Sarıhan şöyle konuştu: “Saldırgan küme ortasında çok azı yakalanabildi. Bu bir terör aksiyonuydu. Temel hakkındaki mütelamızda bu aksiyonun dinci, gerici örgütler tarafından ortaklaşa ve organize bir biçimde gerçekleştirildiğini tabir ettik. FETÖ’den Hizbullah’a kadar bütün örgütleri sıraladık. Fakat mahkeme kararında bir örgüt ismi yer almıyordu. 10 gün evvel bu tahliyeler başlamış. Mağdur aileleri, Pir Sultan Abdal Kültür Derneği bir ortaya gelip, tüzel haklarımızın savunulması için uğraş edeceğiz.”
‘ADALET BİZE NE VAKİT GELECEK’
Katliamda çocukları 12 yaşındaki Koray ve 14 yaşındaki Menekşe’yi yitiren Hüsne Kaya, “Adalet yerini bulmadı, içimizdeki, evimizdeki, ocağımızdaki yangın 32 yıldır sönmedi, gözümüzün yaşı kurumadı” yansısını gösterdi.
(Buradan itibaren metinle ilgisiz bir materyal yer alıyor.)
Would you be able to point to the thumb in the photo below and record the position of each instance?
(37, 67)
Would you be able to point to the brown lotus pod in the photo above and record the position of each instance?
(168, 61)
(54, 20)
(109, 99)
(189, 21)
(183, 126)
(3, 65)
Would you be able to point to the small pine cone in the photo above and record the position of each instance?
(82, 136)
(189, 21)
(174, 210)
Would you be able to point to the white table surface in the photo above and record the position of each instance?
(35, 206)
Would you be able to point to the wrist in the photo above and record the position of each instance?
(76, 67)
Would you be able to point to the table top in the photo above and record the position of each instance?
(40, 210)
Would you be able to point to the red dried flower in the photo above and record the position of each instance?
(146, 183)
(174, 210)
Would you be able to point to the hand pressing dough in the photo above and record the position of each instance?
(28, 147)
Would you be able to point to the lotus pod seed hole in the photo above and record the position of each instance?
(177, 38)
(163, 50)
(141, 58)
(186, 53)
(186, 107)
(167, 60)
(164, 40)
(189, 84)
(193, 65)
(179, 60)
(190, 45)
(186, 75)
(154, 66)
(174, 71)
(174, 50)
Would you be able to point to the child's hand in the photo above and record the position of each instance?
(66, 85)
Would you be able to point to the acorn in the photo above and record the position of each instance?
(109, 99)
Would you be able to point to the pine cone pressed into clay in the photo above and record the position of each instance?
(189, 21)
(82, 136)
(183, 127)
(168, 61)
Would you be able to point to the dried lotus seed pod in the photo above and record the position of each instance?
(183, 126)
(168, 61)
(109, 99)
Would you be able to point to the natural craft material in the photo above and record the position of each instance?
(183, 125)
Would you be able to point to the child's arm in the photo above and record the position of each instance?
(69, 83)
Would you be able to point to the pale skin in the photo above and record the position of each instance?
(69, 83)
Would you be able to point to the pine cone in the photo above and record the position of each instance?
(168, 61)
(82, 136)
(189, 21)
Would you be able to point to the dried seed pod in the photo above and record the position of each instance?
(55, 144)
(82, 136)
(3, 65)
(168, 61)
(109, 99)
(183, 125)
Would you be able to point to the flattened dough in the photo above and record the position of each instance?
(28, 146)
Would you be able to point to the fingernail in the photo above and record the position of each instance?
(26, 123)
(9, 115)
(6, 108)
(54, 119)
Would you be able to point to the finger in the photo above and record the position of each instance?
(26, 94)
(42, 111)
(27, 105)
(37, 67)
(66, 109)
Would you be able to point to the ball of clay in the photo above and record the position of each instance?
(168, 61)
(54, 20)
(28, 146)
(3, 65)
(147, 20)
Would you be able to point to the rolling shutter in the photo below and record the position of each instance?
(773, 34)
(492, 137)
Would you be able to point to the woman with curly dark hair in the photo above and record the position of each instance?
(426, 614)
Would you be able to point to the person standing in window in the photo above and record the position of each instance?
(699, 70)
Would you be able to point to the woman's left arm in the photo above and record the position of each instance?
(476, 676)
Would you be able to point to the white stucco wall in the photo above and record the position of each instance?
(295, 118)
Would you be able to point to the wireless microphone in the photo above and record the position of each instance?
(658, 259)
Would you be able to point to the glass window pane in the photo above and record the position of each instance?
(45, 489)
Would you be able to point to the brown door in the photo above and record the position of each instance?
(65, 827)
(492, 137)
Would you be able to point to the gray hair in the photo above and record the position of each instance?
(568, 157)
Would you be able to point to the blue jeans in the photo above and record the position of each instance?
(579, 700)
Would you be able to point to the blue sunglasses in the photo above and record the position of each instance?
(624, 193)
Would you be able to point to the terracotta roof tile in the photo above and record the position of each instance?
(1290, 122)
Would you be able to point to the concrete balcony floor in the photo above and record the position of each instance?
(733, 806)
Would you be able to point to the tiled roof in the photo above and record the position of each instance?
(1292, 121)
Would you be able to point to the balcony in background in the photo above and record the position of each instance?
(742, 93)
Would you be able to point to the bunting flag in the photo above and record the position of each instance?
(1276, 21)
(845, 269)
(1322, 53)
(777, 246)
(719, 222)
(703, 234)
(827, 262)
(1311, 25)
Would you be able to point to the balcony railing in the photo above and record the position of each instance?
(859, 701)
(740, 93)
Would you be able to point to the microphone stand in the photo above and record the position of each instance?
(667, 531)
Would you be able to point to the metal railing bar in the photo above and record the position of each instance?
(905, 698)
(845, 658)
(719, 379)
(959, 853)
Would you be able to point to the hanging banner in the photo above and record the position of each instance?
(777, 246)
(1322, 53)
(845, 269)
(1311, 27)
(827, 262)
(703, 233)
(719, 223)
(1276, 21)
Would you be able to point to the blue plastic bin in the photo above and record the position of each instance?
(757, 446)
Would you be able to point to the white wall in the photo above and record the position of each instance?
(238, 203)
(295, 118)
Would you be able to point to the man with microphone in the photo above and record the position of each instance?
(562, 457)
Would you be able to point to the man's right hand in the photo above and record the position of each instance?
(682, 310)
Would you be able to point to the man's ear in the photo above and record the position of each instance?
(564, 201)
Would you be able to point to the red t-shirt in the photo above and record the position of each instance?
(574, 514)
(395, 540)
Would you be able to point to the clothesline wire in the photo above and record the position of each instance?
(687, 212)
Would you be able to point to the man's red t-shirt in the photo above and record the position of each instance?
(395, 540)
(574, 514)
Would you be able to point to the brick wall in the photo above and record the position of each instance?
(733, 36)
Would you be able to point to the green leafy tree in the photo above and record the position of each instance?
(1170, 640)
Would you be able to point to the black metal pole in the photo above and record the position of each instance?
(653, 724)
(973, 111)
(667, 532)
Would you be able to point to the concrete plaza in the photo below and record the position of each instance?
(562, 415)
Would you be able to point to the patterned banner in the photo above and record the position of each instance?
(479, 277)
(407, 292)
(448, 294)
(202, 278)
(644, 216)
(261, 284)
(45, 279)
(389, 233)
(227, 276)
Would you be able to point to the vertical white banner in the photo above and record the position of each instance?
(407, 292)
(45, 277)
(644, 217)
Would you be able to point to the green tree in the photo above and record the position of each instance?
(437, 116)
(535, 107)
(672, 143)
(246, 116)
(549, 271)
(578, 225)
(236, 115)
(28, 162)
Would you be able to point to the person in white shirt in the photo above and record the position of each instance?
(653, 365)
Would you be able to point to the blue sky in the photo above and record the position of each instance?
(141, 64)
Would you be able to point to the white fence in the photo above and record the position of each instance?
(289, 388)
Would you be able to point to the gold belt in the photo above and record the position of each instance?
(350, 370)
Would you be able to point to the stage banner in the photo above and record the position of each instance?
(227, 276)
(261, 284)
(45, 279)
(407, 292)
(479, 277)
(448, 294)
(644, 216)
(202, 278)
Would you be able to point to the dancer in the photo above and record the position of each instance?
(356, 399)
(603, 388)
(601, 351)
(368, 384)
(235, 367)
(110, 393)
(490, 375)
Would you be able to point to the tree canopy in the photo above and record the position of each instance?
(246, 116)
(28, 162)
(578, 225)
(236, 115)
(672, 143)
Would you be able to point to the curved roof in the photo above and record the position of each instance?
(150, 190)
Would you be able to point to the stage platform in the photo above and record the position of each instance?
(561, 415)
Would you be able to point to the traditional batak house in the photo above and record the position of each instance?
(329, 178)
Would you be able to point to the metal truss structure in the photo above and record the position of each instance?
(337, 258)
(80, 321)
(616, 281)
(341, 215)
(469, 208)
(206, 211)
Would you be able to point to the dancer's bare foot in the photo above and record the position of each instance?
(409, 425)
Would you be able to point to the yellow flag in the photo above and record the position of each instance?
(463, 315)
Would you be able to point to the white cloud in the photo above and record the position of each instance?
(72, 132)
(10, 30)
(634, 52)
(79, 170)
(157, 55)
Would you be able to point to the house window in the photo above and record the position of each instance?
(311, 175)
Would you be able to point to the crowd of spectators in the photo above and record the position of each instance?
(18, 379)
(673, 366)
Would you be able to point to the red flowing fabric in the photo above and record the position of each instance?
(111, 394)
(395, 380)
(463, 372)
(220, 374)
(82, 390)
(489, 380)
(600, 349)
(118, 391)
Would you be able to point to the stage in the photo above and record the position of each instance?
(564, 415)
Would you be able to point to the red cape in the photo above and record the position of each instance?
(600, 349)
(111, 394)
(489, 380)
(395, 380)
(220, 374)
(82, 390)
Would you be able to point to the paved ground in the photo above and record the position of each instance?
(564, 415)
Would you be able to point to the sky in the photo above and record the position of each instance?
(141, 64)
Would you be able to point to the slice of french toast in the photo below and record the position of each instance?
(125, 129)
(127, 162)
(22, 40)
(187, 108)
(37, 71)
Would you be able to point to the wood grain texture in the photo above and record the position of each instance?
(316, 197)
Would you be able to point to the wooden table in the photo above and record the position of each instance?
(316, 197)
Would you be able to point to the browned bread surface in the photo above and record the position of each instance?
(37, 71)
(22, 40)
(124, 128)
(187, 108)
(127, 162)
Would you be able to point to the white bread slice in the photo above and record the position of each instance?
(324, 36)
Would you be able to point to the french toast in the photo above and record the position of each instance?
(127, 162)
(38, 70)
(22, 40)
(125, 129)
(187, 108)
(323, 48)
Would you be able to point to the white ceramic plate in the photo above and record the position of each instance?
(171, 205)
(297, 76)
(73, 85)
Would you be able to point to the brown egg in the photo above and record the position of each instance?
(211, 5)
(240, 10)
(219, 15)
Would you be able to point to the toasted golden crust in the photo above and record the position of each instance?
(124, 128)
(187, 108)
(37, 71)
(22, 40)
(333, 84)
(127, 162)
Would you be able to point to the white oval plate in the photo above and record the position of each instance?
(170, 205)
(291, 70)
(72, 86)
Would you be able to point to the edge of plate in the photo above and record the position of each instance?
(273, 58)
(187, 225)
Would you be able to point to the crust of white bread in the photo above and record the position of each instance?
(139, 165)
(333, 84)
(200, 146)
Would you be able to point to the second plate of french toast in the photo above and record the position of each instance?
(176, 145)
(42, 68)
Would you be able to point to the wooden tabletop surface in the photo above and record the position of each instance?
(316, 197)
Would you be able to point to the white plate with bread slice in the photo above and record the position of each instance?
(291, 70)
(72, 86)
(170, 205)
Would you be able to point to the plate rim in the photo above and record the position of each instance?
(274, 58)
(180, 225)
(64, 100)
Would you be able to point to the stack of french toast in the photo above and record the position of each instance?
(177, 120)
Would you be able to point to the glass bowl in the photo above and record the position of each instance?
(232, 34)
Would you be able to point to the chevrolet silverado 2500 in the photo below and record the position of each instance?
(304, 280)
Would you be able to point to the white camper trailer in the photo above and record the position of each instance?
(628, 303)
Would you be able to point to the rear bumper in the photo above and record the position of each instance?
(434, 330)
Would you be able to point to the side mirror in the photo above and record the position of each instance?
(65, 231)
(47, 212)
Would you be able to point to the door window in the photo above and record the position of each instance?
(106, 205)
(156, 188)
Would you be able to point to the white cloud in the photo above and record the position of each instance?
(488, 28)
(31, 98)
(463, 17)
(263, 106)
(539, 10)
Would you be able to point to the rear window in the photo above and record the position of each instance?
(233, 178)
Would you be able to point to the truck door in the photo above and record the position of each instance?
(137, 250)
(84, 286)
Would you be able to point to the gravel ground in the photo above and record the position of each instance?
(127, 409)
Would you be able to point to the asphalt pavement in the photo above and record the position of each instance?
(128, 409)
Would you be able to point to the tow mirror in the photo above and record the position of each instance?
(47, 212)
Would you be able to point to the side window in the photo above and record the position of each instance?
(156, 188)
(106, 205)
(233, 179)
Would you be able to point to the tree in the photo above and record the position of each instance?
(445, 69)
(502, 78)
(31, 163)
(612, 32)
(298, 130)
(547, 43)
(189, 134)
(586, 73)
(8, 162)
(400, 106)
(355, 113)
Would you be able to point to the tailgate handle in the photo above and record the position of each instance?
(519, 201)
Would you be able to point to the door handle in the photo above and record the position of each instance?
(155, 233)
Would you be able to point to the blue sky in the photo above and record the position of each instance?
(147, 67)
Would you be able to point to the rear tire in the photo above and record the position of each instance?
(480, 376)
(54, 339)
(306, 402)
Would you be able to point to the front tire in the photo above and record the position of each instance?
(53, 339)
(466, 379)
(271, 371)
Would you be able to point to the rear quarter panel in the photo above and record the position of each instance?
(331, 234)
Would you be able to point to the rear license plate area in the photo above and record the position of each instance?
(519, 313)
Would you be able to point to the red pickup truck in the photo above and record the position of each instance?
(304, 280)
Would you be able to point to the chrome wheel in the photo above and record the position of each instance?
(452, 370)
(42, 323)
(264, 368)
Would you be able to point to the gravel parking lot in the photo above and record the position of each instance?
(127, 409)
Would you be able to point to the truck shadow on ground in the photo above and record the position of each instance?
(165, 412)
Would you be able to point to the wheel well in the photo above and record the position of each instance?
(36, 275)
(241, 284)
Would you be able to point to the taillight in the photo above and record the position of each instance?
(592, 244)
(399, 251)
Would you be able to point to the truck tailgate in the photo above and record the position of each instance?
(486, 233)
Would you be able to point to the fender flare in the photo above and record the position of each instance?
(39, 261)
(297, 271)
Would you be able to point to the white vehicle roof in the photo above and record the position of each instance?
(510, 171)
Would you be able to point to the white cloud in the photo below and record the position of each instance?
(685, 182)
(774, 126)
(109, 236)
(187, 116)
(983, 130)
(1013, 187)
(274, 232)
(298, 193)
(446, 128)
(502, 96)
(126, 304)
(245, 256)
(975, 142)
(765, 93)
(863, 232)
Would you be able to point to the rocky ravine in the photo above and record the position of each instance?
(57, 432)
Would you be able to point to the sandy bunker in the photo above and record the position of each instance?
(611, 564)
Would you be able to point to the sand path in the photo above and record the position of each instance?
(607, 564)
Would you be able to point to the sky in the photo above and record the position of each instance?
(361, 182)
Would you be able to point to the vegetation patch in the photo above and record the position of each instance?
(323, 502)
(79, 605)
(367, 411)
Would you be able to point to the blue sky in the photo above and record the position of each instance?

Cumhuriyet’e konuşan Kaya, “Madımak’ta benim iki yavruma kıydılar. 32 yıldır bizim gözyaşımızda, çektiğimiz acılarda hiç zamanaşımı olmadı. Çocuklarımın geleceğini, bizim yüreğimizi yaktılar. 32 yıldır adalet yerini bulsun diye savaştık, vakit aşımı dediler, ağır hastalık deyip bıraktılar, artık de terör hatası olmadığı için katilleri tahliye ettiler. Adalet bize ne vakit gelecek?” dedi.